With the school cranking out fliers and other propaganda promoting the University, one update that should not be put off is sprucing up the University of La Verne website.
Potential students who are considering La Verne visit the website as a reference and it is always the first impression one gets of the school.
In this case, the impression would first be a nice and clean website with any information you would ever need on admissions spelled out for students on the main page.
The website includes revolving pictures of accomplishments and services the University offers, not just academically, but socially as well.
The main page is attractive, but it is basically an electronic flier.
If anyone visits the site and select the “Prospective Students” tab, it will continue in the same format, but if you move your mouse over one tab — to “Current Students” — the page takes the student to a different version and format, much like a time machine to the website’s primitive stages.
If current students, or curious visitors, are looking for anything specific, it turns into a mission trying to find the information. The website’s background changes from a nice one that matches the main homepage to another one left over from a previous outdated version of the site.
This is not only tacky and unorganized, but is a bad representation of the University. While this website provides beneficial resources for any user, it works in a form of false advertising.
In the first layer, the University is represented in a modern fashion that paints a picture that matches the institution: green, clean and the clear message that it is always moving forward. However, if they click on other tabs and dive more into the website, they will outdated information and plenty of links that lead to 404 File Not Found pages.

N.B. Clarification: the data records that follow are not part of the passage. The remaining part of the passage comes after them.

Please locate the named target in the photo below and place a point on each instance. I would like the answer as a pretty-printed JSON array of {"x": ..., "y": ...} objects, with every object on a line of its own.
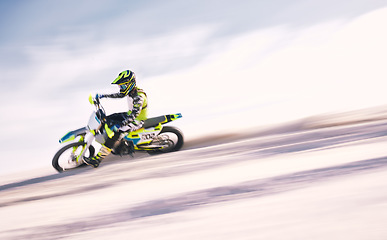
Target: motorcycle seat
[{"x": 153, "y": 122}]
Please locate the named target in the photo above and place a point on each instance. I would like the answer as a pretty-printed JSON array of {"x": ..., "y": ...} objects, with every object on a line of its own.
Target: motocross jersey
[{"x": 139, "y": 101}]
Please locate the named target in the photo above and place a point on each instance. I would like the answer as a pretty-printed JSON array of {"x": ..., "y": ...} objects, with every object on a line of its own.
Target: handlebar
[{"x": 100, "y": 110}]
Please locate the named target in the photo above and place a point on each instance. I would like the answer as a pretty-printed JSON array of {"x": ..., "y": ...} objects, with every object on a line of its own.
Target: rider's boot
[{"x": 96, "y": 160}]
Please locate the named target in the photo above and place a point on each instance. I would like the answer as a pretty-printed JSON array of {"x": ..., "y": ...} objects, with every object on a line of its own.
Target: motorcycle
[{"x": 153, "y": 138}]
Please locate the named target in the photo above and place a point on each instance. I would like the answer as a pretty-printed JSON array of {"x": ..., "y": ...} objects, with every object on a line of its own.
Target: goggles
[{"x": 123, "y": 86}]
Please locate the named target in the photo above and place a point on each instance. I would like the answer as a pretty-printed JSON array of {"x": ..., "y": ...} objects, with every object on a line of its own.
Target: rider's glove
[
  {"x": 127, "y": 121},
  {"x": 115, "y": 127},
  {"x": 99, "y": 96}
]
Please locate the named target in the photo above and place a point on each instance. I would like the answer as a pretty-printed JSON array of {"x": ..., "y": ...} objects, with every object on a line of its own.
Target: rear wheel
[
  {"x": 66, "y": 158},
  {"x": 170, "y": 138}
]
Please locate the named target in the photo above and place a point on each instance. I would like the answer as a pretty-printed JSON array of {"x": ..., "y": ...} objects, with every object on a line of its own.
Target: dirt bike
[{"x": 153, "y": 138}]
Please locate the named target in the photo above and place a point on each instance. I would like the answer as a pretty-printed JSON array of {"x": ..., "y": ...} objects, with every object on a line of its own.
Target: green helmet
[{"x": 126, "y": 80}]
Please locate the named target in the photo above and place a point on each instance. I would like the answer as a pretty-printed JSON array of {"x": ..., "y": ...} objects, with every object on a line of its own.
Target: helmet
[{"x": 126, "y": 80}]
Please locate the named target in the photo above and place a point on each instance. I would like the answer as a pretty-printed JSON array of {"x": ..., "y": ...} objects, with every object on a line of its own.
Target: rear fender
[
  {"x": 73, "y": 134},
  {"x": 171, "y": 117}
]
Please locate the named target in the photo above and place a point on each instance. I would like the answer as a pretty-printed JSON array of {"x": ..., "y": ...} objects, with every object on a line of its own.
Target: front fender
[{"x": 73, "y": 134}]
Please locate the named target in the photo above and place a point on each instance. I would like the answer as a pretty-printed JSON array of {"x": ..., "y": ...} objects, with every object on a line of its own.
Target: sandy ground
[{"x": 300, "y": 183}]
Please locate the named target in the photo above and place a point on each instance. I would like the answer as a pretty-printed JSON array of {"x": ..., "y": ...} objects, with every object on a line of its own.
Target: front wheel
[
  {"x": 66, "y": 158},
  {"x": 170, "y": 138}
]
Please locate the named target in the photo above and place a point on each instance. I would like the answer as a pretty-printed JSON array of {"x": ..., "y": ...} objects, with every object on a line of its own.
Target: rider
[{"x": 124, "y": 121}]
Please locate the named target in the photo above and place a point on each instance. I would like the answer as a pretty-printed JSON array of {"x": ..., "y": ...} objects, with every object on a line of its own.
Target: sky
[{"x": 225, "y": 65}]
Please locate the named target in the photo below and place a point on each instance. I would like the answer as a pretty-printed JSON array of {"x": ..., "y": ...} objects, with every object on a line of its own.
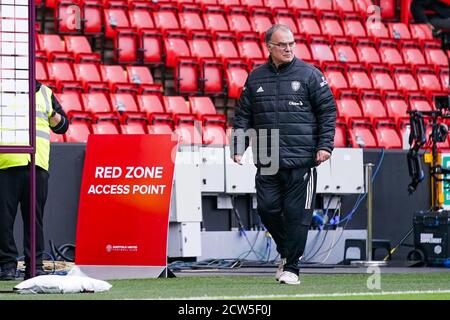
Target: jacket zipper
[{"x": 277, "y": 115}]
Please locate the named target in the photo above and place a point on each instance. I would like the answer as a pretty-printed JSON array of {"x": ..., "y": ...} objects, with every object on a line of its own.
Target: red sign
[{"x": 124, "y": 203}]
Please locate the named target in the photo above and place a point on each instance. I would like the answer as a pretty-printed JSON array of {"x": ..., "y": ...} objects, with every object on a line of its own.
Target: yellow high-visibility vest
[{"x": 43, "y": 112}]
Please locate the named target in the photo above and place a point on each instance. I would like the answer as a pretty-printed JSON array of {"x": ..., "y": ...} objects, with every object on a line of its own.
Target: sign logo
[{"x": 295, "y": 85}]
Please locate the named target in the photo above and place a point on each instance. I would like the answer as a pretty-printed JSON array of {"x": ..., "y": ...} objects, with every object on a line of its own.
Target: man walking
[{"x": 293, "y": 97}]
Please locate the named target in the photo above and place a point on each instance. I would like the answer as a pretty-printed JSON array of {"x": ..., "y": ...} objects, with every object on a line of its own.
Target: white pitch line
[{"x": 309, "y": 295}]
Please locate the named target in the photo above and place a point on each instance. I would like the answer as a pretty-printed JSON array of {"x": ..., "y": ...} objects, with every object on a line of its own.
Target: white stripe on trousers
[{"x": 309, "y": 190}]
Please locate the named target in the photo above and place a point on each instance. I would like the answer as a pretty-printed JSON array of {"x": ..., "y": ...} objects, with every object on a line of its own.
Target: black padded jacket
[{"x": 296, "y": 100}]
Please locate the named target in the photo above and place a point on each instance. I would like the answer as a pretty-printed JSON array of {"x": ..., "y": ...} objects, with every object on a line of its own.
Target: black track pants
[
  {"x": 285, "y": 205},
  {"x": 14, "y": 190}
]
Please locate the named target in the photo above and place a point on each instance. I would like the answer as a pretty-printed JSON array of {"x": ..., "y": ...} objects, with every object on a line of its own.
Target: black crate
[{"x": 431, "y": 235}]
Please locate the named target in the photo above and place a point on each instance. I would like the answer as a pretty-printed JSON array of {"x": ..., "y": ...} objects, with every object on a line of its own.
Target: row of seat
[
  {"x": 359, "y": 133},
  {"x": 211, "y": 134},
  {"x": 338, "y": 5},
  {"x": 167, "y": 15},
  {"x": 65, "y": 76},
  {"x": 380, "y": 133}
]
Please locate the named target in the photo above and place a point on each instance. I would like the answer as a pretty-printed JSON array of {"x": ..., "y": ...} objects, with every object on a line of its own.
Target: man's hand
[
  {"x": 321, "y": 156},
  {"x": 54, "y": 119},
  {"x": 237, "y": 158}
]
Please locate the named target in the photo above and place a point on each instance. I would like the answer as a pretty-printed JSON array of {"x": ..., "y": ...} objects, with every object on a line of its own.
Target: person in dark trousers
[
  {"x": 293, "y": 97},
  {"x": 440, "y": 19},
  {"x": 15, "y": 190}
]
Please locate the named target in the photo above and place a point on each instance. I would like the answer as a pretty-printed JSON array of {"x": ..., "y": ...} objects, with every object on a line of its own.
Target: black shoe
[
  {"x": 8, "y": 274},
  {"x": 39, "y": 272}
]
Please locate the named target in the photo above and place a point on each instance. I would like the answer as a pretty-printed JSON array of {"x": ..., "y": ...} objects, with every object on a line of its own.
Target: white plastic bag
[{"x": 74, "y": 282}]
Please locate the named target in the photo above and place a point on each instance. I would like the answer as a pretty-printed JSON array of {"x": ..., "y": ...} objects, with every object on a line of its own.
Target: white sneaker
[
  {"x": 289, "y": 278},
  {"x": 280, "y": 269}
]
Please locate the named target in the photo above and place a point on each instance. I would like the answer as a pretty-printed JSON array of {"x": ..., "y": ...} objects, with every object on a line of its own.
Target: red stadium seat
[
  {"x": 361, "y": 134},
  {"x": 124, "y": 102},
  {"x": 139, "y": 75},
  {"x": 238, "y": 22},
  {"x": 340, "y": 136},
  {"x": 191, "y": 20},
  {"x": 150, "y": 103},
  {"x": 386, "y": 134},
  {"x": 354, "y": 28},
  {"x": 93, "y": 17},
  {"x": 104, "y": 128},
  {"x": 188, "y": 135},
  {"x": 399, "y": 30},
  {"x": 176, "y": 46},
  {"x": 348, "y": 108},
  {"x": 413, "y": 56},
  {"x": 77, "y": 132},
  {"x": 41, "y": 71},
  {"x": 200, "y": 45},
  {"x": 358, "y": 78},
  {"x": 420, "y": 104},
  {"x": 126, "y": 47},
  {"x": 274, "y": 4},
  {"x": 321, "y": 51},
  {"x": 286, "y": 17},
  {"x": 141, "y": 18},
  {"x": 249, "y": 48},
  {"x": 436, "y": 57},
  {"x": 301, "y": 49},
  {"x": 89, "y": 75},
  {"x": 343, "y": 5},
  {"x": 132, "y": 128},
  {"x": 159, "y": 128},
  {"x": 96, "y": 102},
  {"x": 215, "y": 20},
  {"x": 344, "y": 52},
  {"x": 81, "y": 48},
  {"x": 236, "y": 75},
  {"x": 390, "y": 55},
  {"x": 152, "y": 47},
  {"x": 405, "y": 80},
  {"x": 214, "y": 135},
  {"x": 224, "y": 46},
  {"x": 115, "y": 18},
  {"x": 336, "y": 79},
  {"x": 297, "y": 4},
  {"x": 201, "y": 106},
  {"x": 165, "y": 19},
  {"x": 367, "y": 54},
  {"x": 377, "y": 29},
  {"x": 65, "y": 18},
  {"x": 176, "y": 105},
  {"x": 212, "y": 75},
  {"x": 252, "y": 3},
  {"x": 309, "y": 26},
  {"x": 70, "y": 101},
  {"x": 388, "y": 8},
  {"x": 373, "y": 108},
  {"x": 261, "y": 22},
  {"x": 396, "y": 108},
  {"x": 62, "y": 74},
  {"x": 54, "y": 47},
  {"x": 421, "y": 31},
  {"x": 56, "y": 137},
  {"x": 321, "y": 4},
  {"x": 117, "y": 78},
  {"x": 331, "y": 27},
  {"x": 382, "y": 80},
  {"x": 186, "y": 76},
  {"x": 428, "y": 81}
]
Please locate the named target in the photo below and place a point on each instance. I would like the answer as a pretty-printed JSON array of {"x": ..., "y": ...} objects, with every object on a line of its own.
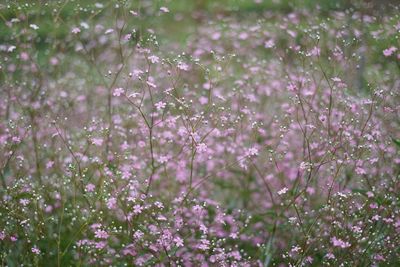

The site makes it look like the school only does things halfway, leaving other things they consider unimportant behind. For a school that is so fixated on admissions and enrollment, one would think that this would be its main priority would be to improve this website but it seems that it is not the case.
It takes students an eternity to try and find a specific part of the website when they have questions about registration or something within their department. Information is often buried too many clicks away from a main page, and the site’s search function is hit-or-miss.
When users finally do find what they are looking for, it is buried deep in the website by numerous windows and looks like a different website all together.
The University does seem that it is starting to changes things with the launch of MyLaVerne Portal a year ago, a resource that collaborates MyLaVerne with Blackboard and student email. Despite this modern look, it requires students to click through a variety of extra windows.
If a student wanted to check their status—registration, financial aid, grades—it is still faster to check it by clicking on the “MyLaVerne” tab, instead of going through MyLaVerne Portal.
The website is an important marketing tool, which is why it needs to be attractive and functional from top to bottom. A little window dressing on the top level pages isn’t enough.